It’s Don’s birthday in two weeks, and I have taken it upon myself to organise the hottest part in Singapore. It’s the least I can do to divert his attention from the tax money I spent on bringing back a ton of Vic Beck and Alex McQ from London. The theme I’m going with is Hotness, for one: because I am hot, for two: because our Expaterati friendses are hot, and for threely, because in Singers it’s just like totes HOT. Like all the time!! YAY!!!!
So. What I’m going to do is host an awesome BBQ on our roof terrace, with the caterers dressed up as gourmet sausages, and have the guests come in their most scorchio swimwear. Don loves to see me in tiny bikinis (he hasn’t said as much, but who wouldn’t?), and it is his birthday, after all.

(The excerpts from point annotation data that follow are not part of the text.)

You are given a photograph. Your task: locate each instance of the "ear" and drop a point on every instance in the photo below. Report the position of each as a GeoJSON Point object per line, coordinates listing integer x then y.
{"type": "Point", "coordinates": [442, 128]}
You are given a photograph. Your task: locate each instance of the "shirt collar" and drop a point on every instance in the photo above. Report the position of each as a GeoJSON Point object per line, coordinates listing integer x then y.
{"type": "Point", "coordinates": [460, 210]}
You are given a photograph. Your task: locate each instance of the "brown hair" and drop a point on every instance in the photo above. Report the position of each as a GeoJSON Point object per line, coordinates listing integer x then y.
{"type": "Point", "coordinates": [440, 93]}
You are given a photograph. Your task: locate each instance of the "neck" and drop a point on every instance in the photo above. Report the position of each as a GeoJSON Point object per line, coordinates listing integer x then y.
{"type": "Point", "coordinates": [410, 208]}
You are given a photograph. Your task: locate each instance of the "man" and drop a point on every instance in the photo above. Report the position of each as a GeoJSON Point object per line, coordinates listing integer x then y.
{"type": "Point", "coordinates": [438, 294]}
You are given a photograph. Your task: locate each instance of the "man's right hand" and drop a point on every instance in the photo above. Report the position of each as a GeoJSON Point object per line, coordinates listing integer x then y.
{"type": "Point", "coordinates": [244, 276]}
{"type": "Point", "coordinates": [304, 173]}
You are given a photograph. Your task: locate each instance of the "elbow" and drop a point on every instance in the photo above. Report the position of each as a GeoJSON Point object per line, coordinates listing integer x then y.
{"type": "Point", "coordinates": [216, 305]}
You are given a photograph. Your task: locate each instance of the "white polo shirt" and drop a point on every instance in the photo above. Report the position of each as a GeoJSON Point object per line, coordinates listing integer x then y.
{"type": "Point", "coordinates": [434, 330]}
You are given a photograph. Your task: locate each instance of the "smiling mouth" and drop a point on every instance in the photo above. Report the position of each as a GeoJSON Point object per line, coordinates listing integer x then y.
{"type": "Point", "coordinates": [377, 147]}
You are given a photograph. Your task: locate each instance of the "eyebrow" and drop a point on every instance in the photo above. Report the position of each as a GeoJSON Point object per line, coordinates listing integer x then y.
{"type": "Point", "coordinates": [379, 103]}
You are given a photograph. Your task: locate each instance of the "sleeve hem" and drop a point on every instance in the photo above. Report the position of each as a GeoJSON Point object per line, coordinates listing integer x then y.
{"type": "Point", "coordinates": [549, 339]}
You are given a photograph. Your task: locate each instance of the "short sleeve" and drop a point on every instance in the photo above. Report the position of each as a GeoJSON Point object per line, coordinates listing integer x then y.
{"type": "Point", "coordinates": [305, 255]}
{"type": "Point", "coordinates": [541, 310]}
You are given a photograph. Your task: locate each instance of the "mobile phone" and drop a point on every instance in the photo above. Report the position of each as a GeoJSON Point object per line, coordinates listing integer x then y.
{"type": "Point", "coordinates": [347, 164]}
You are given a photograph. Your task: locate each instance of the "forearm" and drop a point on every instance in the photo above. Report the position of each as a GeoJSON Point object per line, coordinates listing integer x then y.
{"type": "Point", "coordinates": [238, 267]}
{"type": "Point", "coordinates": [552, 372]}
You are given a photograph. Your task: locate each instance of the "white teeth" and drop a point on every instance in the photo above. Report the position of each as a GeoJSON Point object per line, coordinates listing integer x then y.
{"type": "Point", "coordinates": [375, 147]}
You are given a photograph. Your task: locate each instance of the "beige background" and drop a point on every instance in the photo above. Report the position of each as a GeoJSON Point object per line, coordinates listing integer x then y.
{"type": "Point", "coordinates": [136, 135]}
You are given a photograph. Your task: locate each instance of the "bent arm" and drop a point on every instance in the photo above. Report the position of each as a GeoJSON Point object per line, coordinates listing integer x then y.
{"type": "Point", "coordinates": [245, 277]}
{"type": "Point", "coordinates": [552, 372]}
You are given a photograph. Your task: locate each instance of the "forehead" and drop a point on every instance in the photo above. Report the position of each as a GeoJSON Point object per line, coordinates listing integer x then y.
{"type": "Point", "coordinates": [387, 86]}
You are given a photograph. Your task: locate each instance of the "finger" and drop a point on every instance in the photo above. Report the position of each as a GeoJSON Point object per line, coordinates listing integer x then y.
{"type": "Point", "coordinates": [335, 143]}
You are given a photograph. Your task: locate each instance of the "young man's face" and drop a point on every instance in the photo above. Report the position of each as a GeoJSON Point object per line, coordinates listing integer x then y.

I have abso zero clue about BBQs, but I was at a glamorous party the other night, and I met this lovely chappie who’s Kickstarting a business to deliver artisanal meats and apetisers for just this sort of occasion. All I had to do was put in the number of guests, and lah lah lah, it’ll just show up on the day, looking like I spent weeks scouring the planet for awesome stuff. Now I’m not one to promote businesses willy-nilly, as you know, dear readers, (except PS Café: peeps come on! I plug you all the time!! At least name a dish after me!!); but in this case, here’s something I actually need.
After the BBQ, we’ll have bangin’ chunes around the pool and dance in our bikinis and Lebouties. Liz, the husband stalker, will have to be invited because Don likes her douche hus. So Flo and I will have a good old stylee giggle about what’s going on underneath those Lycra bottoms. Argh, get some treatment for that, babe! It’s just not nice!! Dr T will fix you right up.